En pleine dépression depuis la décision de Jean-Marie Leblanc de ne pas accepter la présence de son équipe sur le Tour 2003, même pas au sein d’un team mixte comme cela avait été proposé par Mario Cipollini, le Pirate allait de séances d’entrainement folles et nuitées agitées sur les pistes de danse glauques des night-club de la Riviera adriatique. Seul, le plus souvent, comme le racontera sa manager Manuel Ronchi dans un livre événement ( Pantani, un homme seul. Editions Transbordeurs).
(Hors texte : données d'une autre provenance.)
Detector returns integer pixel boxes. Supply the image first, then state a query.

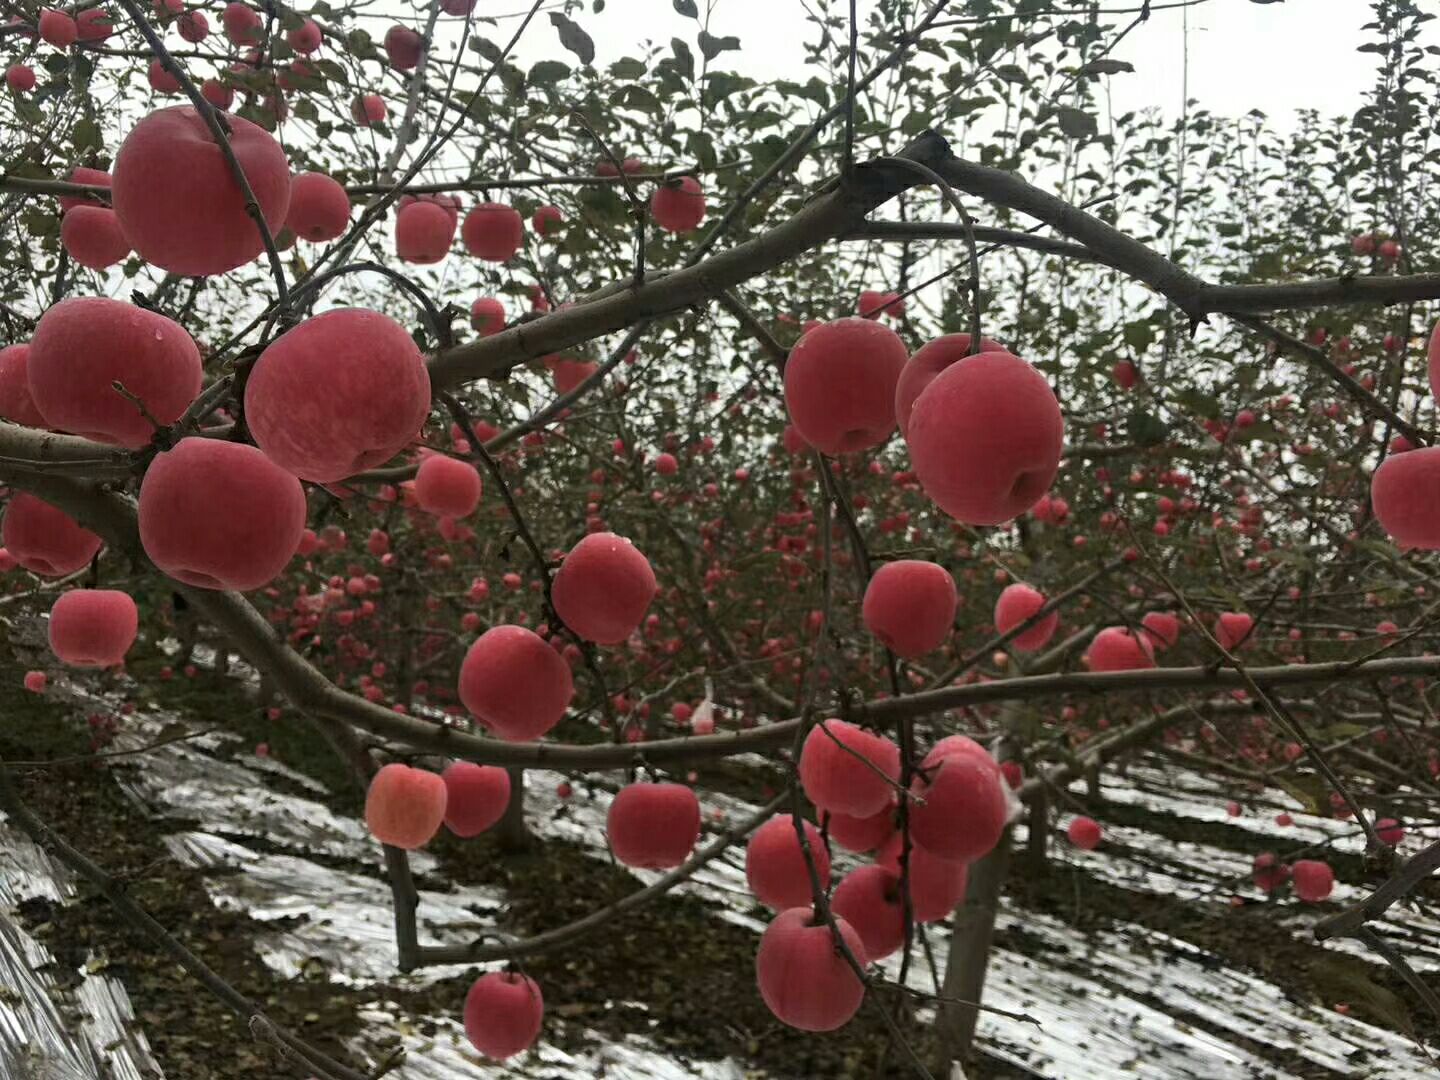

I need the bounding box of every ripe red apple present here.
[461,202,523,262]
[551,532,656,645]
[75,7,113,40]
[351,93,386,125]
[60,206,131,270]
[464,972,543,1059]
[783,318,908,454]
[607,782,700,868]
[1141,611,1181,650]
[1376,818,1404,846]
[1372,446,1440,549]
[395,201,456,263]
[384,24,423,69]
[906,350,1063,525]
[201,78,233,109]
[112,106,291,276]
[287,17,321,52]
[0,344,46,426]
[245,308,431,482]
[1,492,102,576]
[861,559,956,657]
[532,205,563,235]
[470,297,505,335]
[414,454,482,518]
[6,65,35,92]
[824,804,896,854]
[221,1,259,43]
[1112,360,1138,389]
[798,719,900,818]
[177,10,207,41]
[650,176,705,233]
[1084,626,1156,671]
[27,297,200,448]
[857,289,904,319]
[441,761,511,837]
[1255,852,1290,898]
[364,763,447,849]
[875,833,968,922]
[830,865,905,960]
[56,166,110,212]
[459,625,574,740]
[893,333,1007,438]
[745,814,830,910]
[755,907,866,1031]
[1214,612,1255,651]
[1067,816,1102,850]
[146,59,181,94]
[993,582,1059,652]
[285,173,350,242]
[654,451,678,476]
[139,438,307,590]
[909,744,1009,862]
[1291,859,1334,902]
[551,358,597,395]
[48,589,137,667]
[39,10,77,46]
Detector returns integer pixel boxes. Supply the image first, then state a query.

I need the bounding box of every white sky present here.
[495,0,1378,127]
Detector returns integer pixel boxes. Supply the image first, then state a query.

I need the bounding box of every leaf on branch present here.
[673,0,699,17]
[549,12,595,66]
[698,31,741,61]
[1056,106,1098,139]
[610,56,647,79]
[672,38,696,82]
[529,60,570,87]
[995,63,1029,84]
[1079,58,1135,76]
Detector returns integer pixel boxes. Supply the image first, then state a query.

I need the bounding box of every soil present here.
[4,651,1436,1079]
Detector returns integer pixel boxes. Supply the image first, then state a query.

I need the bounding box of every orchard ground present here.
[3,635,1436,1079]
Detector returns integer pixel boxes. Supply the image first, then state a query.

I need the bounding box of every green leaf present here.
[610,57,646,79]
[1056,106,1098,139]
[1122,319,1155,352]
[698,31,740,61]
[71,116,101,153]
[671,37,695,81]
[673,0,698,16]
[549,12,595,66]
[529,60,570,86]
[1079,58,1135,76]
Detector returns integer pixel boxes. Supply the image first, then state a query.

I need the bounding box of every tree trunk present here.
[493,767,533,852]
[1025,783,1048,874]
[1085,760,1102,801]
[932,828,1012,1073]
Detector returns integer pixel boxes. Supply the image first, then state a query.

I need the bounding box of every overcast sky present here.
[495,0,1379,126]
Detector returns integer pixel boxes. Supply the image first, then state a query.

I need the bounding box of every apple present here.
[459,625,574,740]
[463,972,543,1059]
[861,559,957,657]
[364,763,447,849]
[112,106,291,276]
[651,176,705,233]
[48,589,137,667]
[607,782,700,868]
[784,318,907,454]
[745,814,829,910]
[755,908,866,1031]
[245,308,432,482]
[551,532,656,645]
[905,350,1063,526]
[138,438,307,590]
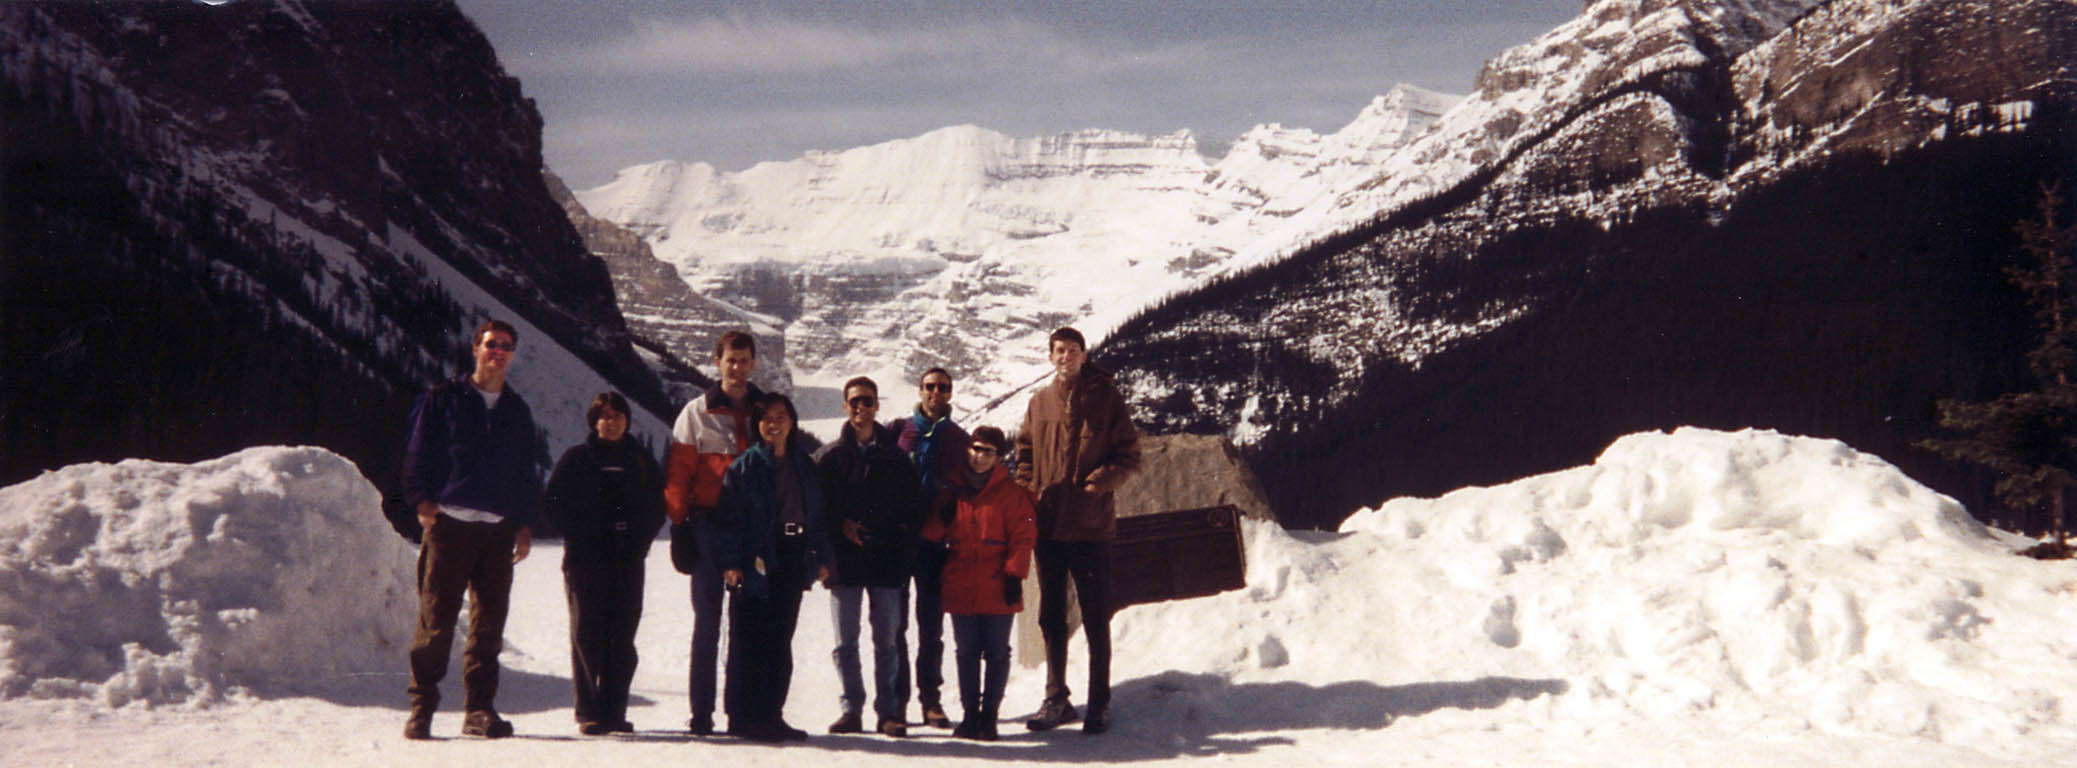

Difficile pour lui, double vainqueur du Tour et du Giro en 1998, fort de performances ahurissantes dans les cols de Coppi et de Bobet, d’accepter d’être ainsi écarté sans autre justification que d’appartenir désormais à une équipe de deuxième niveau.

Sur le Giro 2003, disputé au service de son ex-gregario Stefano Garzelli, il avait pourtant montré des velléités de retour après des mois de doute.
Détenteur des trois meilleurs temps sur l’ascension de l’Alpe d’Huez, dont le record absolu avec 36’40’’ en 1995 ( à mettre en relief évocateur avec les 39’08 » de Pogacar et Vingegaard…) le plus grand des grimpeurs modernes ne pouvait accepter ce déni et ce rejet. Même si le public lui témoignait toujours la même admiration et la même ferveur.
En fuite à jamais , en fuite à toujours , il laisse à nos mémoires des traits de génie. Comme cette victoire sur l’Aprica dans le Giro 1994 face aux monstres Indurain et Berzin, vitrifiés par un grimpeur hallucinant. Où encore cette remontée folle lors du Giro 1999, face à un Laurent Jalabert stupéfait.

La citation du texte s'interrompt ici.